[MDEV-30165] X-lock on supremum for prepared transaction for RR Created: 2022-12-06  Updated: 2023-12-22  Resolved: 2023-09-22

Status: Closed
Project: MariaDB Server
Component/s: Storage Engine - InnoDB
Affects Version/s: 10.5.15
Fix Version/s: 10.5.23, 10.6.16, 10.10.7, 10.11.6, 11.0.4, 11.1.3

Type: Bug Priority: Critical
Reporter: Vladislav Lesin Assignee: Vladislav Lesin
Resolution: Fixed Votes: 1
Labels: parallelslave

Issue Links:
Problem/Incident
causes MDEV-32272 lock_release_on_prepare_try() does no... Closed
causes MDEV-32353 lock_release_on_prepare_try() does no... Closed
Relates
relates to MDEV-29642 Server Crash During XA Prepare Can Br... Closed
relates to MDEV-31949 slow parallel replication of user xa In Review
relates to MDEV-28709 unexpected X lock on Supremum in READ... Closed

 Description   

Statement-based replications stops as on slave there is X-lock on supremum in prepared transaction.



 Comments   
Comment by Vladislav Lesin [ 2022-12-19 ]

Some update.

I have created custom build branch with the following fixes:

1. lock_release_on_prepare() is invoked for any isolation level and contains check for lock->is_gap(), but any lock on supremum is considered as gap lock. We can't just release lock with supremum bit set for RR on prepare, because there can be other bits set. The solution is to create gap-lock for supremum(currently "gap" bit is always cleared on supremum), and it will be released by MDEV-26682 fix on XA preparing. Such fix can cause extra memory consumption and need to be tested carefully before merging to trunk.

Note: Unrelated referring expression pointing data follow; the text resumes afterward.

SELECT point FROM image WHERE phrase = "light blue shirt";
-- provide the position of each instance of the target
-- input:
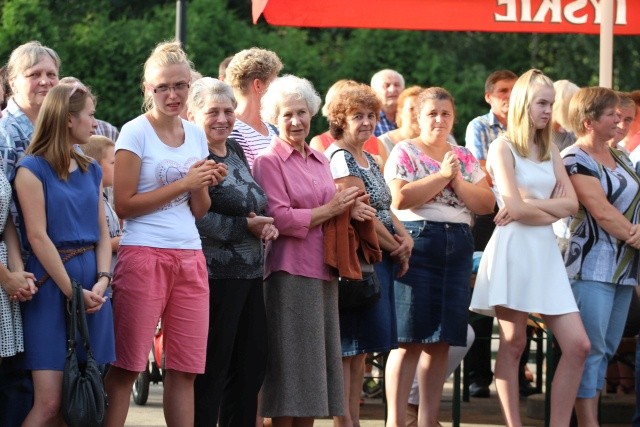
(16, 137)
(481, 131)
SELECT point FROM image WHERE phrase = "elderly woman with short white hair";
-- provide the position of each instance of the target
(304, 369)
(232, 234)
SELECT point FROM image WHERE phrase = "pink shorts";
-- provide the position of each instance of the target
(150, 283)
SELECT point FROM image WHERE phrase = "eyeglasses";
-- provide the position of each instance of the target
(178, 87)
(77, 86)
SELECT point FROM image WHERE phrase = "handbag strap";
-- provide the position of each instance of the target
(65, 255)
(78, 320)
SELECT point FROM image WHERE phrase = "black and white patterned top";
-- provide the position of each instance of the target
(343, 164)
(593, 254)
(231, 250)
(10, 319)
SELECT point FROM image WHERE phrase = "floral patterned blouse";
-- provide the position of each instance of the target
(407, 162)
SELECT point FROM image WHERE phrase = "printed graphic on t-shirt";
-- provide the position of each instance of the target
(169, 171)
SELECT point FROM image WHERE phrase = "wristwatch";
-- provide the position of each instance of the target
(105, 274)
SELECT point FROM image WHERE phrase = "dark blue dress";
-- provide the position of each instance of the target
(72, 221)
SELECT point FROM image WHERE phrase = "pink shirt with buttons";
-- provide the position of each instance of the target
(294, 186)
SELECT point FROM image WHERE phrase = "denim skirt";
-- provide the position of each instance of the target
(372, 329)
(432, 299)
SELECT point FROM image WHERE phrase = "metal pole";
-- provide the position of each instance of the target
(181, 22)
(606, 43)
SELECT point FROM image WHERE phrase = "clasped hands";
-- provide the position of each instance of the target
(20, 286)
(356, 199)
(204, 173)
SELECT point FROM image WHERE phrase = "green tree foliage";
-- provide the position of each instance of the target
(105, 43)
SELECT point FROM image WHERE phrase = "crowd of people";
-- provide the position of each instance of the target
(225, 219)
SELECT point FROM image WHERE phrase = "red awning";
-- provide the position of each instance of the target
(524, 16)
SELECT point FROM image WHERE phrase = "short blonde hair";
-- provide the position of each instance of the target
(164, 54)
(404, 95)
(250, 64)
(564, 92)
(589, 103)
(520, 125)
(97, 146)
(206, 88)
(288, 88)
(26, 56)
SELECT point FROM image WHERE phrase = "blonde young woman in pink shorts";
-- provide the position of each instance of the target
(160, 187)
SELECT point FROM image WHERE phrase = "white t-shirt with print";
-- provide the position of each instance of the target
(173, 225)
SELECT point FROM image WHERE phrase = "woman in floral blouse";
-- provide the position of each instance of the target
(435, 188)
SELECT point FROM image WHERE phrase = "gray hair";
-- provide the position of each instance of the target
(250, 64)
(564, 92)
(376, 79)
(26, 56)
(208, 88)
(287, 88)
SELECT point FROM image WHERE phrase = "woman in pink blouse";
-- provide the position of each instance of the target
(304, 370)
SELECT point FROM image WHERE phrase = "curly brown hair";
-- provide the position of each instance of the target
(348, 100)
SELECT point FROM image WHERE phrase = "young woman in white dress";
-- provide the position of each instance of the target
(522, 270)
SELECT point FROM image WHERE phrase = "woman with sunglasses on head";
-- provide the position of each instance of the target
(160, 186)
(58, 198)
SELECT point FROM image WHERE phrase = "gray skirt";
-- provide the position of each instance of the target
(304, 365)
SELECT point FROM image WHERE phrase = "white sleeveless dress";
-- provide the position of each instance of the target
(521, 267)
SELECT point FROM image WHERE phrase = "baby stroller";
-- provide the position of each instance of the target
(154, 373)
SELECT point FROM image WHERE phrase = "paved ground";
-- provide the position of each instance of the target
(476, 413)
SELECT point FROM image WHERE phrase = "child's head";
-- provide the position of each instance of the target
(102, 149)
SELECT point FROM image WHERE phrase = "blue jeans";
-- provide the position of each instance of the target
(603, 309)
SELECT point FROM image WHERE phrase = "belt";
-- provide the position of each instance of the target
(65, 255)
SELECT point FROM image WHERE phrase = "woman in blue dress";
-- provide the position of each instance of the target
(58, 194)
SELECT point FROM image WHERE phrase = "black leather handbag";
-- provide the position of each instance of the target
(84, 401)
(359, 293)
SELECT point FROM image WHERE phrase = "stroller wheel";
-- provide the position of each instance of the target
(140, 389)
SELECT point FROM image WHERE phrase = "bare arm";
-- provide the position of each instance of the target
(564, 201)
(103, 249)
(17, 283)
(502, 165)
(477, 197)
(408, 195)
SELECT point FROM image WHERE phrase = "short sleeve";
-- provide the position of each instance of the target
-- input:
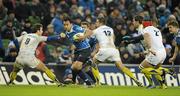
(42, 38)
(79, 29)
(20, 38)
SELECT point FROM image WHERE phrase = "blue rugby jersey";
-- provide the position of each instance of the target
(79, 45)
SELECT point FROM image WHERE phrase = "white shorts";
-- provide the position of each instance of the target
(26, 60)
(109, 54)
(156, 59)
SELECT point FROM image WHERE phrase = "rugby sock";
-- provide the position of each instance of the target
(160, 79)
(96, 73)
(165, 69)
(151, 71)
(128, 72)
(83, 76)
(51, 75)
(74, 74)
(13, 76)
(149, 78)
(91, 75)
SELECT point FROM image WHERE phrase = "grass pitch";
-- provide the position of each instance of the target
(32, 90)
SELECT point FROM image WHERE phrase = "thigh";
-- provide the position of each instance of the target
(115, 55)
(31, 61)
(83, 55)
(102, 55)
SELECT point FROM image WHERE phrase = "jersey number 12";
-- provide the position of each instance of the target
(107, 33)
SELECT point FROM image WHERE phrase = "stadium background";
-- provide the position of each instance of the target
(20, 15)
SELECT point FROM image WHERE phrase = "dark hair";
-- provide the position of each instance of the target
(36, 27)
(85, 23)
(138, 18)
(173, 23)
(67, 18)
(101, 20)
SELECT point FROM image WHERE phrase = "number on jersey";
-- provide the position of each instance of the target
(27, 41)
(156, 32)
(107, 33)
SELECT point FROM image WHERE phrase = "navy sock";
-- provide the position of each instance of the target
(83, 76)
(91, 75)
(74, 74)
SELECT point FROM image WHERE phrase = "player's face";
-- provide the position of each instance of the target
(136, 23)
(172, 29)
(84, 26)
(40, 31)
(97, 23)
(67, 25)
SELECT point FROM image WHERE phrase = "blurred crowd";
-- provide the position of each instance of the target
(18, 16)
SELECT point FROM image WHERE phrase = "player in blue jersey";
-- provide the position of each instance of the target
(90, 68)
(82, 50)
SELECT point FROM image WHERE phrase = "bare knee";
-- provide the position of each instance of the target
(77, 65)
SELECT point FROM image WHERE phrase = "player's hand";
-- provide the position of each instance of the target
(171, 60)
(62, 35)
(149, 51)
(126, 40)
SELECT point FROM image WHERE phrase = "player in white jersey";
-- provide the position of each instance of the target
(26, 57)
(155, 54)
(174, 28)
(107, 50)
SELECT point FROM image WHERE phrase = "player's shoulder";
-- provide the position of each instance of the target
(77, 28)
(149, 28)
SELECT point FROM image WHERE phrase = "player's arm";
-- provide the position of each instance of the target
(87, 34)
(130, 39)
(95, 50)
(147, 40)
(53, 38)
(175, 51)
(16, 41)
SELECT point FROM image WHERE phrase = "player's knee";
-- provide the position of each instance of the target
(76, 66)
(141, 68)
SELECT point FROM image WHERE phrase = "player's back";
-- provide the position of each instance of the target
(156, 37)
(29, 43)
(105, 36)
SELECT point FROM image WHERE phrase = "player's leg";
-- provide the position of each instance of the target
(124, 69)
(88, 71)
(13, 74)
(148, 77)
(41, 66)
(77, 70)
(94, 72)
(115, 57)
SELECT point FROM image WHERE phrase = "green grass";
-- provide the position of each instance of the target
(32, 90)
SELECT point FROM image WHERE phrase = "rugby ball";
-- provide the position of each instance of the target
(76, 36)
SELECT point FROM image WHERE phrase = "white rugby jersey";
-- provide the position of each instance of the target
(29, 42)
(105, 36)
(156, 37)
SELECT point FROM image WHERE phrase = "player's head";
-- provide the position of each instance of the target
(137, 20)
(38, 29)
(85, 25)
(67, 23)
(100, 21)
(173, 26)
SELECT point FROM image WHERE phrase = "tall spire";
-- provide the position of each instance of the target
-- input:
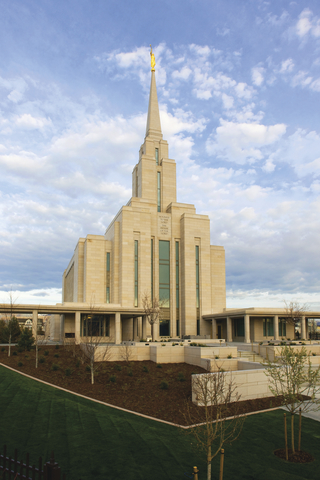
(153, 121)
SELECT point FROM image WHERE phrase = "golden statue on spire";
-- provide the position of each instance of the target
(153, 61)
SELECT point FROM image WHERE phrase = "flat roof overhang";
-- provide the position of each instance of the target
(63, 308)
(255, 312)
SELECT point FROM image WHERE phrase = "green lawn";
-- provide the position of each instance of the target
(92, 441)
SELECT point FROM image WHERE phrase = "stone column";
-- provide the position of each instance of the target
(77, 327)
(117, 327)
(303, 328)
(247, 329)
(61, 329)
(214, 329)
(144, 327)
(276, 327)
(229, 329)
(134, 328)
(35, 323)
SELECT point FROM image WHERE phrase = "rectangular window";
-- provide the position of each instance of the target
(268, 327)
(136, 265)
(177, 290)
(159, 191)
(238, 327)
(282, 327)
(95, 325)
(164, 287)
(108, 279)
(198, 289)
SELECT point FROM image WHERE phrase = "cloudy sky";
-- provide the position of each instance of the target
(239, 93)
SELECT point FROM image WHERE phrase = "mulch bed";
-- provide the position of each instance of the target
(297, 457)
(160, 391)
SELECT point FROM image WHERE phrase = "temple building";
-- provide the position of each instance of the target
(154, 246)
(159, 248)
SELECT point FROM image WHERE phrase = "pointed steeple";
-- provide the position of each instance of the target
(153, 121)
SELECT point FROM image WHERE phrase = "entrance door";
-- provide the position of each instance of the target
(219, 331)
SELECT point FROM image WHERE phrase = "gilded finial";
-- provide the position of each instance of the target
(153, 61)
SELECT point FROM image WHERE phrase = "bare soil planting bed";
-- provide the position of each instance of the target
(136, 386)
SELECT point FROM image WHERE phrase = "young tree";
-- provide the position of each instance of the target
(26, 339)
(294, 311)
(292, 378)
(10, 332)
(214, 391)
(152, 310)
(42, 336)
(91, 342)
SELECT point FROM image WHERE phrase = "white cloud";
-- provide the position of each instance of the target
(257, 74)
(301, 150)
(308, 23)
(287, 66)
(28, 122)
(242, 142)
(199, 50)
(184, 73)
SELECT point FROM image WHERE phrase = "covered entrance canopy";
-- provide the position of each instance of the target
(256, 324)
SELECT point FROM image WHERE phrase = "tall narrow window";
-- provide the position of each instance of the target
(177, 290)
(164, 286)
(159, 191)
(151, 268)
(108, 278)
(198, 290)
(268, 327)
(136, 273)
(282, 327)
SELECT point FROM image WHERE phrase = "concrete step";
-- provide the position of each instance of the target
(251, 356)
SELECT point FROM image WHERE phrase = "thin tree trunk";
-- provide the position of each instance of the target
(221, 464)
(285, 435)
(36, 354)
(292, 432)
(209, 463)
(299, 442)
(92, 373)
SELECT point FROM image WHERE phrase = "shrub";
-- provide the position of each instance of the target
(181, 377)
(26, 339)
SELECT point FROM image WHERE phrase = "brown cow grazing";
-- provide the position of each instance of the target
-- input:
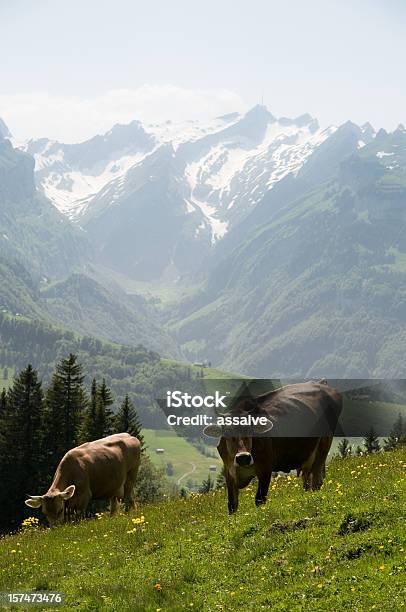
(103, 469)
(296, 434)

2. trx_t::set_skip_lock_inheritance() must be invoked at the very beginning of lock_release_on_prepare(). Currently trx_t::set_skip_lock_inheritance() is invoked at the end of lock_release_on_prepare() when lock_sys and trx are released, and there can be a case when locks on prepare are released, but "not inherit gap locks" bit has not yet been set, and page split inherits lock to supremum.

3. Besides, I would print out stack trace if transaction is prepared in lock_rec_set_nth_bit(), and create one more build for the customer, which would include the above fixes.

It's under the testing now.

But, I have two notes about it.

1. MDEV-26682 does not fully protect replication from lock wait timeouts. It releases S- and gap locks, but X-locks can still cause timeouts if prepared transaction was not committed or rolled back long enough. Besides, there also can be next-key locks in RR, which are not released on prepare if they are exclusive. Should we fix MDEV-30165? X-lock on supremum can be set in RR, and it's valid operation. If we remove such locks on preparing, how will this help us to avoid lock wait timeouts?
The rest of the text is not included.